So as far as multicellular virus go, I’m not sure. These ideas are using a vector organism that creates and injects viruses. I don’t see a way that viruses can create multicellular organisms without at some point being one.
Tumour Babies
My first idea would be a creature that employs the host cells to create masses of stem cells which then differentiate much like a regular eukaryote embryo.
The first stage would need to involve creating a shell or ‘womb’ to encase the alien cells, most likely presenting the surface proteins of the host cells.
After this the embryo would form itself inside the ‘womb’, protected from antibodies by the shell.
Multiple wombs would spring up in areas of the host with highly regenerative cells - for us unfortunately that’s the external membranes (tongue, mouth, gastrointestinal lining). If the ‘seeding’ virus bodies have a capsule to protect them from the stomach then they can reach the nutrient-filled and quickly dividing cell population of the gut, though there will be competition down there.
The main problems I see with this is mutation and evolution. Viruses are simple and quick at reproducing, so mutations are fast and so is adaption. They create so many ‘offspring’ so quickly that even if most mutations are unviable then the number of null and positive mutations still produces a net positive increase. With larger organisms this is harder. Still talking about mutation, creating mutation-prone masses of stem cells very quickly is just asking for a tumour.
Crustacean Carnage
Obviously this concept doesn’t exist in nature, but you can bet Earth is weird enough to get close.
Read this sh** and tell me it isn’t terrifying.
I know it’s an article so even though I recommend the read here’s the gist:
Stem crustaceans (basically a barnacle but not really) called Sacculina float around in a planktonic larval form, looking decently plankton-like until they land on a gap in a crab’s armour. They then insert a barb into the crab and inject the head-mass of cells called a vermigon into the blood stream and then to the intestine in which it then takes root - literally - and grows throughout the entirety of the internal tissue of the crab.

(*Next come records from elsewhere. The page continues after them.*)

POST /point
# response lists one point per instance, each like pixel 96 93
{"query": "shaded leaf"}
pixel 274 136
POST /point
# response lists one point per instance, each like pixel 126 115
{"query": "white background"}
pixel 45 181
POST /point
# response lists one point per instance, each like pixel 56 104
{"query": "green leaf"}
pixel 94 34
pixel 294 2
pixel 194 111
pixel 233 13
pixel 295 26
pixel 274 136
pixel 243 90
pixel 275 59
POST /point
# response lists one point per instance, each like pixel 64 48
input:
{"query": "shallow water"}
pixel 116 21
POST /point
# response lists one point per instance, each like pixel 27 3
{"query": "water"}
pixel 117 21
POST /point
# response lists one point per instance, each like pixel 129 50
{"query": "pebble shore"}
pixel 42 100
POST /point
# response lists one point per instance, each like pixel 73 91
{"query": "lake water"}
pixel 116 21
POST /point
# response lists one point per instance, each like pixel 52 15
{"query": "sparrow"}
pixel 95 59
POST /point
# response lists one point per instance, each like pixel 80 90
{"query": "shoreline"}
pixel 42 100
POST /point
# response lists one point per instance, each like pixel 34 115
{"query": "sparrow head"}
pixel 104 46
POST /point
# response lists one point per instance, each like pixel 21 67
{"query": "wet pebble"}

Once it’s got a hold, it gives the crab (regardless of sex) the ‘I’m pregnant protect the eggs’ hormones and forms a tumour-looking body that bursts through the crabs gonads (destroying them) and starts cooking up babies. The crab will clean, nurse and protect this sac as of it were it’s own eggsac.
Once a free-swimming male comes in to fertilise the crab climbs to a high place and releases ‘their babies’.
This is obviously only highjacking the reproduction of an animal in a physical way, as they still need a male parasite, but the lifecycle can be used as a basis. The virus slug injects their microscopic vermigon into the host, taking root and multiplying, but specifically using the host cells to do the cell production.
The problem with this example is that the single source and single eggsac means this is basically mass cloning, and for complex life this is usually not sustainable for a viable gene pool.
The Worst of Both Worlds
The slug infects either sex, and the virus injection quickly travels to the gonads, completely replacing the germ cells’ DNA. Once mating happens between an infected and a healthy individual (perhaps the virus promotes sexual drives) both will become infected. This first mating will be unsuccessful as the germ cells will not merge. Once a second mating occurs (this parasite may rely on second chances) both germ cell populations will have virus DNA and will successfully germinate. The female will then nurture the parasitic offspring (maybe multiple) and give birth to them. This one is not fun.
The advantage: technically sexual reproduction without ever creating their own germ cells. Complex life-viable gene diversity is sustained.